\(F\) = \(\frac{GMm}{d^2}\)

Parametric form for $x^2 + y^2 = 1^2$ is $(\cos \theta, \sin \theta).$

$\tan \phi$ = $\displaystyle \frac{\sin \theta}{2 - \cos \theta}$ {$\phi$ is an angle at (2, 0)}

$\implies \cos \phi$ = $\displaystyle \frac{2 - \cos \theta}{\sqrt{5 - 4 \cos \theta}}$

D = $\sqrt{(\cos \theta - 2)^2 + (\sin \theta - 0)^2}$ = $\sqrt{5 - 4 \cos \theta}$

Therefore, D $\cos \phi$ = d = 2 - $\cos \theta$

$\overline{d} = \displaystyle \frac{1}{\pi} \int_0^{\pi} (2 - \cos \theta) d \theta$ = $\displaystyle \frac{1}{\pi} [2 \theta - \sin \theta]_0^{\pi} = 2$

There is nothing wrong with center of gravity to have an average distance of 2 from (0, 0) to (2, 0).
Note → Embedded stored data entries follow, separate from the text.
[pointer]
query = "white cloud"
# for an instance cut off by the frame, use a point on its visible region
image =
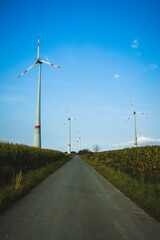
(12, 99)
(153, 66)
(141, 141)
(135, 44)
(116, 76)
$F$ = $G m$ $\displaystyle \frac{1}{2 \pi}$ $\displaystyle \int_{-\pi}^{\pi} \frac{d M}{d \theta} \frac{d \theta}{d^2}$

$\implies F = G m \frac{d M}{d \theta} \frac{1}{2 \pi}$ $\displaystyle \int_{-\pi}^{\pi} \frac{d \theta}{d^2}$ = $G m$ $\frac{d M}{d \theta} \frac{1}{\pi}$ $\displaystyle \int_{0}^{\pi} \frac{d \theta}{(2 - \cos \theta)^2}$ = $G m$ $\frac{d M}{d \theta} \frac{1}{\pi}$ [1.20919957615588]
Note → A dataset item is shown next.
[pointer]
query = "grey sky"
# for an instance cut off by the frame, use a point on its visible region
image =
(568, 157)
$\implies F = G m$ $\frac{d M}{d \theta} {2 \pi}$ [0.061258766157963] = $G m M [0.061258766157963]$ = $\displaystyle \frac{G M m}{4.04032106126624^2}$

I am facing a little bit of confusion until here. It seems that point mass of M to m which takes d = 2 becomes d = 4.04 for scattered mass of M to m. Cancellation of vertical forces is caused by similarity between two hemispheres. Although I am not sure whether a stronger force or a weaker force suppose to act, the point is the fate of average distance is not equivalent to the fate of inverse square law.

Please help to get the correct equivalent of effective distance which may not be 4.04 as described above.